4 Któż może wydobyć czystego z nieczystego? Ani jeden.
Who can bring a clean [man] out of the unclean? Not one!
5 Gdyż jego dni są ustalone, liczba jego miesięcy jest u ciebie; wyznaczyłeś mu kres, którego nie może przekroczyć.
If his days are determined, if the number of his months is with thee, [and] thou hast appointed his bounds which he must not pass,
6 Odstąp od niego, aby odpoczął, aż zakończy swój dzień jak najemnik.
Look away from him; and let him rest, till he accomplish, as a hireling, his day.
7 [Dla] drzewa bowiem jest nadzieja, choć je wytną, że znowu odrośnie, że jego latorośl nie ustanie.
For there is hope for a tree: if it be cut down, it will sprout again, and its tender branch will not cease;
8 Choć jego korzeń zestarzeje się w ziemi i jego pień umrze w prochu;
Though its root grow old in the earth, and its stock die in the ground,
9 [To jednak] gdy poczuje wodę, odrasta i rozpuszcza gałęzie jak sadzonka.
Yet through the scent of water it will bud, and put forth boughs like a young plant.
10 Ale człowiek umiera i marnieje; a gdy oddaje ducha, gdzie on jest?
But a man dieth, and is prostrate; yea, man expireth, and where is he?
11 Jak ubywa wód z morza i rzeka opada, i wysycha;
The waters recede from the lake, and the river wasteth and drieth up:
12 Tak jest z człowiekiem, gdy się położy i już nie wstanie; dopóki niebiosa będą trwać, nie ocknie się ani nie będzie obudzony ze swego snu.
So man lieth down, and riseth not again; till the heavens be no more, they do not awake, nor are raised out of their sleep.
13 Obyś mnie w grobie ukrył i schował, aż twój gniew się uciszy, wyznaczył mi czas i wspomniał na mnie. (Sheol )
Oh that thou wouldest hide me in Sheol, that thou wouldest keep me secret until thine anger be past, that thou wouldest appoint me a set time, and remember me, — (Sheol )
14 Gdy człowiek umrze, czy [znowu] ożyje?
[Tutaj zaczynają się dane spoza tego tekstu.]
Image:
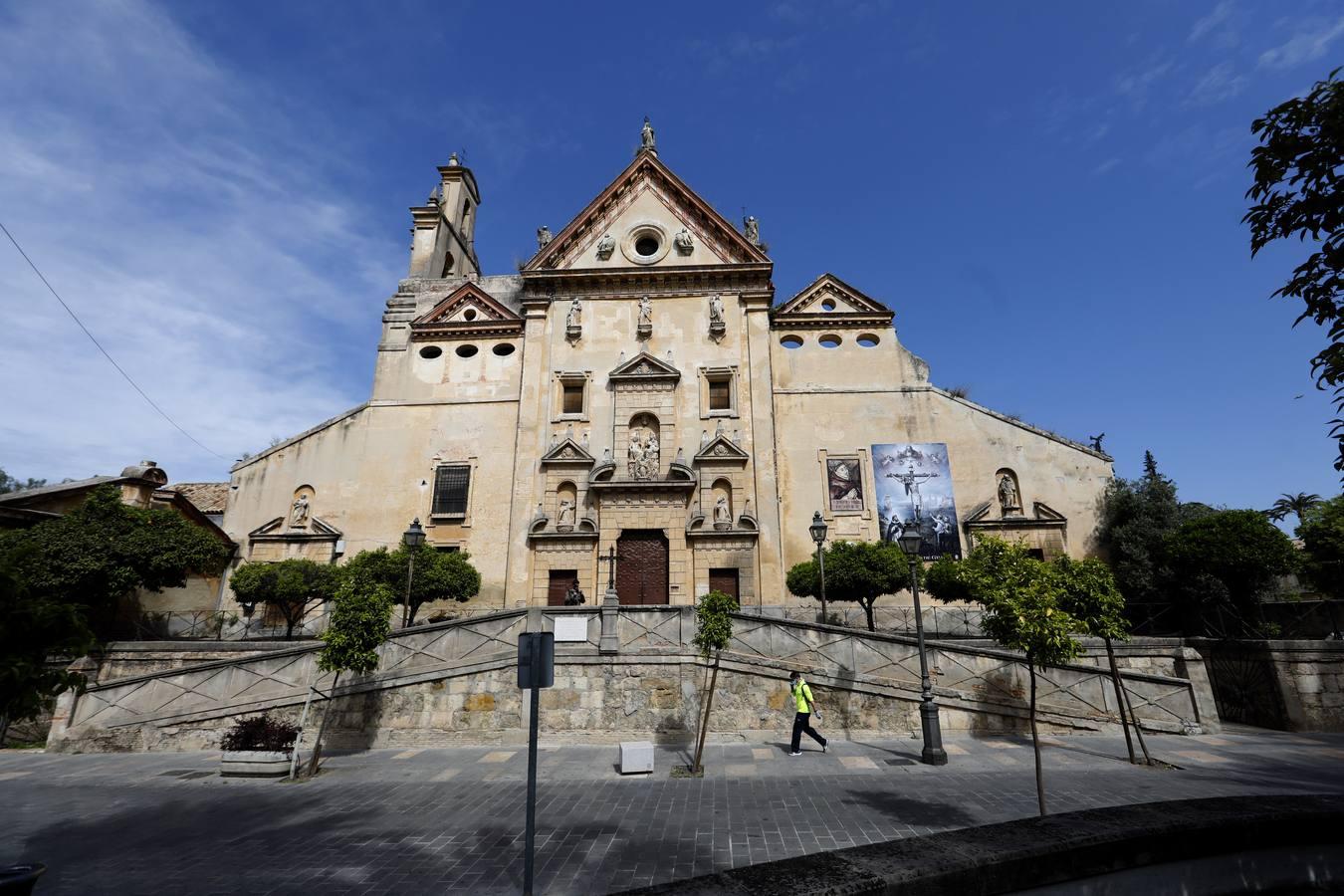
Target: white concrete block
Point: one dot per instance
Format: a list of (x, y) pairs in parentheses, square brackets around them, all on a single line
[(636, 757)]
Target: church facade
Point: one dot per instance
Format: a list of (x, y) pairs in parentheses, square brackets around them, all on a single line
[(636, 389)]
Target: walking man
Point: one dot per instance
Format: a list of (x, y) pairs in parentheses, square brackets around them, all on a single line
[(802, 719)]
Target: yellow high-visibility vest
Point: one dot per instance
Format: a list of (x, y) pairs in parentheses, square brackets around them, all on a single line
[(802, 695)]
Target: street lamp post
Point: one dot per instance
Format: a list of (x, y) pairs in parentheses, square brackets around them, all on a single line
[(933, 753), (818, 535), (413, 538)]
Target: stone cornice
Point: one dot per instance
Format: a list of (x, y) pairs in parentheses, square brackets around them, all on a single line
[(830, 320), (622, 283)]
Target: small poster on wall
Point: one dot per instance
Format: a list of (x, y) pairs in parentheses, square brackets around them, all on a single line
[(913, 483), (845, 484)]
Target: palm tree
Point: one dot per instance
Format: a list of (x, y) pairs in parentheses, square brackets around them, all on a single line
[(1293, 506)]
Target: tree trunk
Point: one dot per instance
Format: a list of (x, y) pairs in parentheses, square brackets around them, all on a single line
[(1120, 700), (1139, 729), (322, 729), (1035, 738), (705, 716)]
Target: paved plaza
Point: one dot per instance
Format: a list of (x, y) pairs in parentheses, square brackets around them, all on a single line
[(417, 821)]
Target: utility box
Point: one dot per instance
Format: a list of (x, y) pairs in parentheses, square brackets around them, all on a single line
[(636, 757), (535, 660)]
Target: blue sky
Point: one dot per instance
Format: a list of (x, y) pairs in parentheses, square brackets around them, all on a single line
[(1048, 198)]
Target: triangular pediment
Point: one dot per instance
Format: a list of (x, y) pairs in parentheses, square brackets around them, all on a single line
[(721, 448), (644, 365), (464, 305), (468, 311), (567, 452), (647, 198), (1045, 512), (830, 300)]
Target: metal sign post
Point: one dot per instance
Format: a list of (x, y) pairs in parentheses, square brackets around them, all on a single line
[(535, 670)]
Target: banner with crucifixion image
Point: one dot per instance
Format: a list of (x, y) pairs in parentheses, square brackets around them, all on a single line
[(914, 487)]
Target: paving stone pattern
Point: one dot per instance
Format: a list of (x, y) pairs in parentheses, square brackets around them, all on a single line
[(414, 821)]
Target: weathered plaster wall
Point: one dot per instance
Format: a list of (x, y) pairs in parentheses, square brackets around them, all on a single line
[(372, 473), (1310, 675), (852, 412)]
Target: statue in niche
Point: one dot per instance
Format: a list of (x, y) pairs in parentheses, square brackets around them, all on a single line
[(299, 512), (715, 311), (574, 596), (642, 454), (721, 512), (1008, 495), (752, 230), (634, 454)]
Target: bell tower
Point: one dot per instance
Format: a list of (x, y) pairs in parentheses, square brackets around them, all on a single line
[(444, 229)]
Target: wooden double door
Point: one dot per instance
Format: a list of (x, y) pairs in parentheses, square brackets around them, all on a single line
[(641, 572)]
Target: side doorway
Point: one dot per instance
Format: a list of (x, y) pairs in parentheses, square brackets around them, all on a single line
[(725, 580), (641, 573)]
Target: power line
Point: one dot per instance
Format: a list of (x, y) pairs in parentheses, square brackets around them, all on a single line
[(111, 360)]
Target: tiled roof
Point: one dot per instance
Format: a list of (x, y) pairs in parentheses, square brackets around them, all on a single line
[(208, 497), (18, 497)]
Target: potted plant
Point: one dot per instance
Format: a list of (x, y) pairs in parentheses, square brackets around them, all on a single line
[(258, 747)]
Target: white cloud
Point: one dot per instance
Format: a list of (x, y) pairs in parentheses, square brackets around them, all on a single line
[(194, 223), (1302, 47), (1220, 84)]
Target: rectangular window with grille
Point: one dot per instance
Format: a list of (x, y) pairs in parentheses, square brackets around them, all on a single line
[(572, 398), (721, 395), (450, 489)]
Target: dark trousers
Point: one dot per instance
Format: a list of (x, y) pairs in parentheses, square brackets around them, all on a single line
[(802, 722)]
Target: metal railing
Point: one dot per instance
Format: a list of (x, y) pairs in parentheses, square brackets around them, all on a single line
[(217, 626), (938, 622)]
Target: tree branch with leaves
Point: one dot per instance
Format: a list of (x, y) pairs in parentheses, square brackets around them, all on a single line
[(1024, 600), (1298, 172)]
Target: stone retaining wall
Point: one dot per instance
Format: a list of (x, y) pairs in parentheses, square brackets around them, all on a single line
[(634, 675)]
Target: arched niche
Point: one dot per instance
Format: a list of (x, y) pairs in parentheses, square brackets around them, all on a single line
[(302, 507), (642, 449), (1008, 492), (721, 504), (566, 506)]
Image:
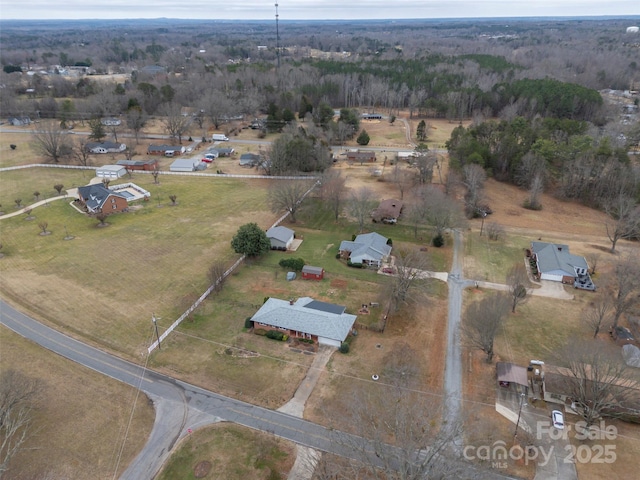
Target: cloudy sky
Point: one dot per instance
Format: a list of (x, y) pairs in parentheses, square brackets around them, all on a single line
[(310, 9)]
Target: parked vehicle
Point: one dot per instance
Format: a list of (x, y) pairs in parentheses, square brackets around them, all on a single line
[(558, 419)]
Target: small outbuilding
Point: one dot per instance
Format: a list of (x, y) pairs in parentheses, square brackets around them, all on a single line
[(185, 165), (111, 171), (312, 273), (280, 237)]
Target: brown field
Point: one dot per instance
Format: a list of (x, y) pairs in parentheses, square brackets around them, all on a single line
[(82, 420), (423, 327)]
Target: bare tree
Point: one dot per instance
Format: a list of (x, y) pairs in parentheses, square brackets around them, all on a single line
[(598, 380), (52, 142), (626, 288), (495, 231), (592, 259), (519, 285), (18, 395), (410, 266), (102, 216), (440, 212), (473, 178), (333, 191), (285, 196), (624, 221), (175, 123), (136, 120), (482, 321), (596, 314), (361, 204)]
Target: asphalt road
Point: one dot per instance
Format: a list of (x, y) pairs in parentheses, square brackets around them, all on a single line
[(179, 405)]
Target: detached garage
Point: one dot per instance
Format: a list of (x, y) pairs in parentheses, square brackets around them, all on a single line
[(111, 171), (312, 273)]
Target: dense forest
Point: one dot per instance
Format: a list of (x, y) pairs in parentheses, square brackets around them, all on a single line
[(533, 88)]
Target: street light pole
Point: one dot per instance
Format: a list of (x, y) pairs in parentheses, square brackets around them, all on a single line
[(515, 433), (155, 324)]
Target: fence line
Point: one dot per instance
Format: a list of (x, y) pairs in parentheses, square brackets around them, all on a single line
[(208, 291)]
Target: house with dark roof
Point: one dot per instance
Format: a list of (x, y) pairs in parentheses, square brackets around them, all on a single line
[(186, 165), (162, 149), (98, 198), (105, 147), (388, 211), (326, 323), (370, 249), (249, 159), (555, 263), (144, 165), (280, 237), (362, 157)]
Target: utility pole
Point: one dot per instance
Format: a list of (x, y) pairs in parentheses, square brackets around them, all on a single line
[(155, 324), (515, 433), (277, 38)]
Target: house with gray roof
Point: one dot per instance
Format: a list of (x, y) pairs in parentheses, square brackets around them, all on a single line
[(105, 147), (554, 262), (97, 198), (186, 165), (249, 159), (326, 323), (280, 237), (370, 249)]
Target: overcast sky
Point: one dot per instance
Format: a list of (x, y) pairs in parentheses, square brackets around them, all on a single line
[(310, 9)]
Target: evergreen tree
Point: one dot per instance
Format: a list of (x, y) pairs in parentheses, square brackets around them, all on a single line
[(363, 138), (250, 240)]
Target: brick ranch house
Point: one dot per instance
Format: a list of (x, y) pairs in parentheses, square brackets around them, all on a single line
[(370, 249), (555, 263), (97, 198), (325, 323)]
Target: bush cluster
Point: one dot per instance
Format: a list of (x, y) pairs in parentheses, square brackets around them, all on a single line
[(294, 264)]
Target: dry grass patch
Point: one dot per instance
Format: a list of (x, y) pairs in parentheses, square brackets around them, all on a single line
[(82, 417), (422, 329), (232, 452), (106, 282)]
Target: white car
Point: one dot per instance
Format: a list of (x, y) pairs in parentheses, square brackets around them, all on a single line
[(558, 419)]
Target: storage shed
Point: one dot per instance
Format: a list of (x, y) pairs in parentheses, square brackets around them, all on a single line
[(111, 171), (312, 273)]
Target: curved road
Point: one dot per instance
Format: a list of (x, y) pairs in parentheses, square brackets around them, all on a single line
[(179, 405)]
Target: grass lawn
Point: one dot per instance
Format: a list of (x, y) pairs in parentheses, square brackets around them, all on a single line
[(21, 184), (231, 452), (106, 282), (489, 260), (81, 420)]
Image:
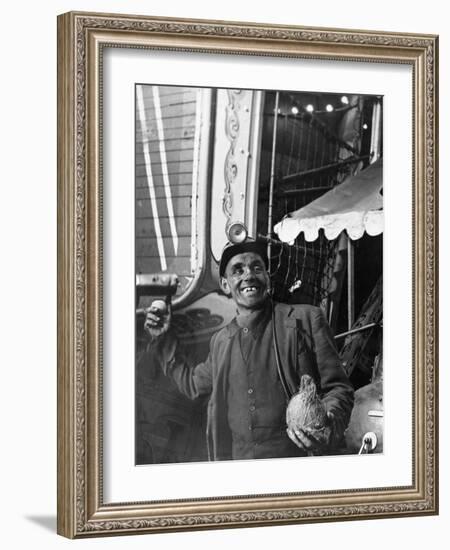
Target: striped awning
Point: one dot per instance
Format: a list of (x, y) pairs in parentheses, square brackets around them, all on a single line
[(354, 206)]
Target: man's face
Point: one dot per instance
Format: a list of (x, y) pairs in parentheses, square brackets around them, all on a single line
[(246, 281)]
Przez wszystkie dni wyznaczonego mi czasu będę czekał, aż nadejdzie moja zmiana.
(If a man die, shall he live [again]?) all the days of my time of toil would I wait, till my change should come:
15 Zawołasz, a ja ci odpowiem; zatęsknisz za dziełem swoich rąk.
Thou wouldest call, and I would answer thee; thou wouldest have a desire after the work of thy hands.
16 Teraz jednak liczysz moje kroki. Czy nie zważasz na mój grzech?
For now thou numberest my steps: dost thou not watch over my sin?
17 Mój występek jest zapieczętowany w woreczku, gromadzisz moje nieprawości.
My transgression is sealed up in a bag, and thou heapest up mine iniquity.
18 Doprawdy, góra pada i rozsypuje się, i skała przesuwa się ze swego miejsca.
And indeed a mountain falling cometh to nought, and the rock is removed out of its place;
19 Wody wydrążają kamienie, ulewa podrywa to, co wyrośnie z prochu ziemi, a ty nadzieję człowieka obracasz wniwecz.
The waters wear the stones, the floods thereof wash away the dust of the earth; and thou destroyest the hope of man.
20 Stale pokonujesz go, a on odchodzi; zmieniasz jego oblicze i odprawiasz go.
Thou prevailest for ever against him, and he passeth away; thou changest his countenance, and dismissest him.
21 Jego synowie darzeni są szacunkiem, lecz on o tym nie wie; żyją w pogardzie, lecz na to nie zważa.
His sons come to honour, and he knoweth it not; and they are brought low, and he perceiveth it not.
22 Ale jego własne ciało odczuwa ból, a jego dusza w nim płacze.
But his flesh hath pain for himself alone, and his soul mourneth for himself.